Diesen Voraussetzungen hat das Schreiben der Klägerin vom 24.10.1990 nicht entsprochen. Die Klägerin hat darin die Forderung eines "Geldbetrages, der für geleistete Arbeitsstunden noch offen ist", begehrt. Die in dieser Form erhobene Forderung war für den Beklagten nicht zuordenbar, zumal er (wenn auch objektiv gesehen nicht zu Recht) immer davon ausging, daß für den Entfall der Arbeitspause am Samstag dadurch ein Äquivalent geschaffen war, daß er den Arbeitnehmern gestattete, je nach Arbeitsanfall während der Arbeitszeit einkaufen zu gehen, eigene Frisuren zu machen, Kaffee zu trinken etc. Die Klägerin hat gegen diese Praxis nie Einwendungen erhoben. Die Tatsache, daß während der Nachfrist die gerinfügige Entgeltdifferenz, die weder der rechtlichen Zuordnung der Forderung nach noch der Höhe nach im Mahnschreiben konkretisiert war, nicht gezahlt wurde, rechtfertigt den vorzeitigen Austritt nicht.

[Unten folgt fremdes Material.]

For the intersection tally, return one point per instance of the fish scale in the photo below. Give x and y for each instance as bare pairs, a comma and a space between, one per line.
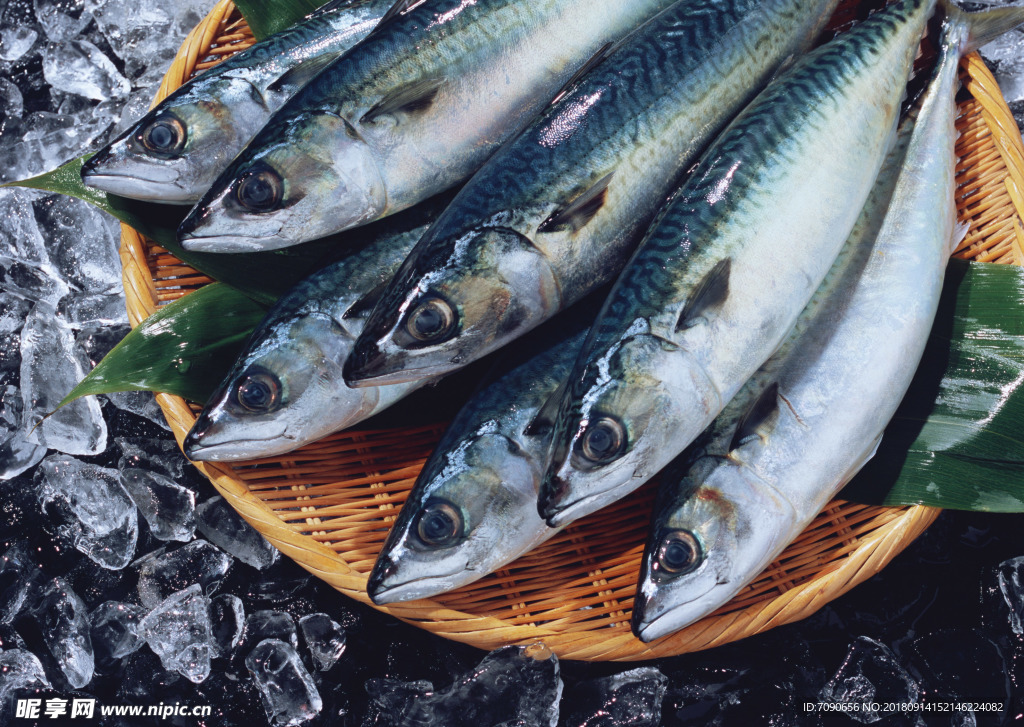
739, 251
634, 123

Da der Beklagte in der Tasche der Klägerin Nachschau hielt, wurde als Austrittsgrund nicht geltend gemacht; die allgemeine Behauptung, der Beklagte habe seine Fürsorgepflicht verletzt, ersetzt ein für die Geltendmachung eines Austrittsgrundes erforderliches konkretes Tatsachenvorbringen nicht. Der Vorwurf, der Beklagte habe der Klägerin ein strafbares Verhalten vorgeworfen bzw. versucht, der Klägerin eine strafbare Handlung zu unterschieben, wurde im Beweisverfahren widerlegt. Daß dritte Personen Behauptungen dieser Art erhoben, hat der Beklagte nicht zu vertreten.

Die Kostenentscheidung gründet sich auf §§ 40, 50 ZPO.